Photo via Flickr by KB35

I’m tired.  I have spent the last two weeks taking care of my family as a nasty stomach virus ran rampant through my house.  I will spare you the gross details.  Suffice it to say, I should’ve bought stock in the Immodium, Pedialyte and Lysol companies… Strangely, I was the only family member to have been spared from the wrath of the ‘bug’, and I have been trying to figure out why?  Could it be that I downed an Emergen-C immune system booster sample that came in the mail, or that I recently joined the YMCA, (I bet you just sang those letters didn’t ya?) and have been faithfully working out daily for the past month, or could it be that I am a substitute teacher and as such, have been exposed to every germ known to mankind?  I don’t know, I’m just glad to still be healthy at this point.  But like I said, I’m tired.  

 
When my kids are sick, they generally want me to sleep near them, and they don’t follow a civilized schedule- They routinely like to vomit in the middle of the night or spike fevers just as I am nodding off for a well deserved nap.      
-A helpful hint, have your child sleep with a towel.  That way, when they awake and throw up they can do so into the towel, rather than a bucket that Mom must then go wash out.  Instead Mom can directly throw the offending towel directly into the washing machine.  It is much easier to disinfect the washing machine at a later time when you are more fully alert.  Cuts way back on the gag reflex too whilst caring for your charges  :)

 I have recently decided that putting myself first sometimes in not a BAD thing.  Not an easy concept for me to grasp as I was raised in a time and a family where the gender roles were pretty traditional.  I had seven siblings and the girls were taught homemaking and parenting skills- not a bad thing to know for sure.  At the same time, the boys were learning how to be providers and successful outside of the home. This is just how it was coming up in the 60’s and 70’s.  There was also a lot of change going on with Women’s Liberation and other important Civil Rights movements, but my family stayed true to the old school thinking on gender roles.  Looking back, I don’t think my mom ever put herself first-a little hard to do when you have eight children depending on you 24/7.  I do vaguely remember when for a time, when her youngest child was around twelve-years-old, she finally needed some space and she took a part-time job at a department store for a few years.  

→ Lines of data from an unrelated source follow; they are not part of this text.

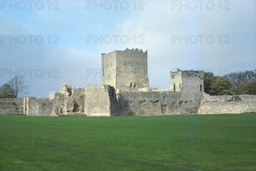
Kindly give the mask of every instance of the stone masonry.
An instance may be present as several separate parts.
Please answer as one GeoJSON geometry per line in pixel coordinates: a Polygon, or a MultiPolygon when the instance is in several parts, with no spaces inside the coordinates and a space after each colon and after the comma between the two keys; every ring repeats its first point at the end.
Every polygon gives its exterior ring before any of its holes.
{"type": "Polygon", "coordinates": [[[100,85],[62,84],[49,98],[0,99],[0,114],[58,116],[151,116],[256,112],[256,96],[210,96],[203,71],[170,72],[170,87],[150,88],[148,52],[138,49],[103,53],[100,85]]]}

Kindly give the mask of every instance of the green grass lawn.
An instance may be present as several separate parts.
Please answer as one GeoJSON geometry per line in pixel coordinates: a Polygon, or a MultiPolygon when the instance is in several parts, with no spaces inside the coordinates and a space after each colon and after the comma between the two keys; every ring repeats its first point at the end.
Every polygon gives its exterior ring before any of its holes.
{"type": "Polygon", "coordinates": [[[0,170],[255,170],[256,114],[0,116],[0,170]]]}

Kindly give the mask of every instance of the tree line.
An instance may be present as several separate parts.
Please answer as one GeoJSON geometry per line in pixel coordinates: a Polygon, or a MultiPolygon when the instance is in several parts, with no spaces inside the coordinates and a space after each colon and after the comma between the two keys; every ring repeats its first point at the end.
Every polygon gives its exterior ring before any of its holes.
{"type": "Polygon", "coordinates": [[[204,92],[210,95],[256,95],[256,69],[233,72],[223,77],[204,72],[204,92]]]}
{"type": "Polygon", "coordinates": [[[28,88],[24,78],[16,76],[0,87],[0,99],[22,97],[28,93],[28,88]]]}
{"type": "MultiPolygon", "coordinates": [[[[204,73],[204,92],[211,96],[256,95],[256,69],[233,72],[223,77],[204,73]]],[[[24,78],[16,76],[0,87],[0,99],[22,97],[28,94],[24,78]]]]}

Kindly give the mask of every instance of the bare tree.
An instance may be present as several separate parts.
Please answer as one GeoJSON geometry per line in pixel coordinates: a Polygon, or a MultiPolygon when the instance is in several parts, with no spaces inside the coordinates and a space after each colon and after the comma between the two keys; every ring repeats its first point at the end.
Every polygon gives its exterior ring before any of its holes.
{"type": "Polygon", "coordinates": [[[16,76],[9,80],[7,83],[12,88],[14,98],[22,97],[28,93],[29,86],[25,84],[24,78],[16,76]]]}
{"type": "Polygon", "coordinates": [[[5,98],[13,98],[12,87],[7,83],[0,87],[0,99],[5,98]]]}

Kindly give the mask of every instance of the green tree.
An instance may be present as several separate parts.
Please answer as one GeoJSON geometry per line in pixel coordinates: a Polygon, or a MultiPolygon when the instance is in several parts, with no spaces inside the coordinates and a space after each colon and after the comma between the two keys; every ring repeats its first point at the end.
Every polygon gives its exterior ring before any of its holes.
{"type": "Polygon", "coordinates": [[[256,95],[256,80],[254,80],[244,84],[243,90],[245,94],[256,95]]]}
{"type": "Polygon", "coordinates": [[[243,90],[244,85],[247,83],[256,80],[256,69],[245,71],[243,72],[233,72],[224,77],[231,82],[234,87],[233,93],[236,95],[244,94],[243,90]]]}
{"type": "Polygon", "coordinates": [[[232,95],[232,88],[233,88],[231,82],[222,77],[214,77],[210,86],[209,94],[217,96],[221,95],[232,95]]]}
{"type": "Polygon", "coordinates": [[[0,99],[13,98],[12,89],[8,84],[5,83],[0,87],[0,99]]]}
{"type": "Polygon", "coordinates": [[[210,87],[215,77],[212,72],[204,72],[204,88],[205,93],[209,94],[209,91],[211,89],[210,87]]]}
{"type": "Polygon", "coordinates": [[[28,86],[25,84],[24,78],[16,76],[7,83],[12,88],[13,98],[22,97],[28,94],[28,86]]]}

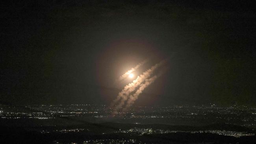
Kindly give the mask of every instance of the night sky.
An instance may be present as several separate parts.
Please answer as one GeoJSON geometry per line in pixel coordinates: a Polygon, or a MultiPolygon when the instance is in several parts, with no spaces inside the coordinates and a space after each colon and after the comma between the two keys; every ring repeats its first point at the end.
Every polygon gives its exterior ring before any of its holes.
{"type": "Polygon", "coordinates": [[[135,104],[256,106],[255,1],[41,1],[1,4],[0,103],[109,105],[169,58],[135,104]]]}

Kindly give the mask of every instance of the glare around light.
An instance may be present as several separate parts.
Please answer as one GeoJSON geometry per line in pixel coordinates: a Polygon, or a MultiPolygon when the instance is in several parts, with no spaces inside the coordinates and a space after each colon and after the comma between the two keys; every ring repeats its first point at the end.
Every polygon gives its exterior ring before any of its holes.
{"type": "Polygon", "coordinates": [[[129,75],[129,78],[132,78],[134,77],[134,74],[130,74],[129,75]]]}

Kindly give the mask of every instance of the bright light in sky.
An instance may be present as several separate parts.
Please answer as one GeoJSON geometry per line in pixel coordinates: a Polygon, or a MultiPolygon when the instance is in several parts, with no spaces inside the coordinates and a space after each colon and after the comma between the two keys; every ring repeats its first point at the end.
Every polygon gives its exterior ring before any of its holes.
{"type": "Polygon", "coordinates": [[[130,74],[129,75],[129,78],[132,78],[134,77],[134,74],[130,74]]]}

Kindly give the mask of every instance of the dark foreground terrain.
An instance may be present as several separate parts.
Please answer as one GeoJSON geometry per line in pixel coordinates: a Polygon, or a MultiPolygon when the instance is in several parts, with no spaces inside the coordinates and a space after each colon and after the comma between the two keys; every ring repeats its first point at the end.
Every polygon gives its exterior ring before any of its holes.
{"type": "Polygon", "coordinates": [[[69,126],[2,127],[0,133],[1,144],[256,144],[254,129],[221,124],[198,127],[87,123],[69,126]],[[243,131],[251,135],[234,137],[211,133],[217,129],[226,134],[243,131]]]}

As a little girl, I naturally wanted to be like my mom and have a family and make a happy home for them.  Well, ‘happy’ is a relative term isn’t it?  No one is happy 100% of the time.  This was a tough lesson for me to learn because my mom made it look as if we were.  She and my dad never discussed things like bills, budgets, wars, politics or any thing unpleasant in front of us kids.  My kids are exposed to so much more ‘reality’ on a daily basis-I’m not sure which way is better, there is probably a happy-medium out there.  I mean, my kids have Smart Phones and the Internet.  I, had a wall mounted telephone with a long cord attached to it and a black and white television with a bent metal hanger used for it’s antennae that picked up six channels.  But I digress.
Photo via Flickr by tableatny

Photo via Flickr by tableatny


My family has been watching a lot of the Olympics as we recover from the ‘Polar Vortex of Vomit’ that stormed through our home.  Ya know what I’ve been thinking as I watch these Olympic games?  That every Olympian competing has had to have put themselves first to get where they are -and that we mere mortals look up to and idolize them!  If there were an Olympics for Mothers- NONE of us would qualify because NONE of us would put ourselves first!  Crazy huh?!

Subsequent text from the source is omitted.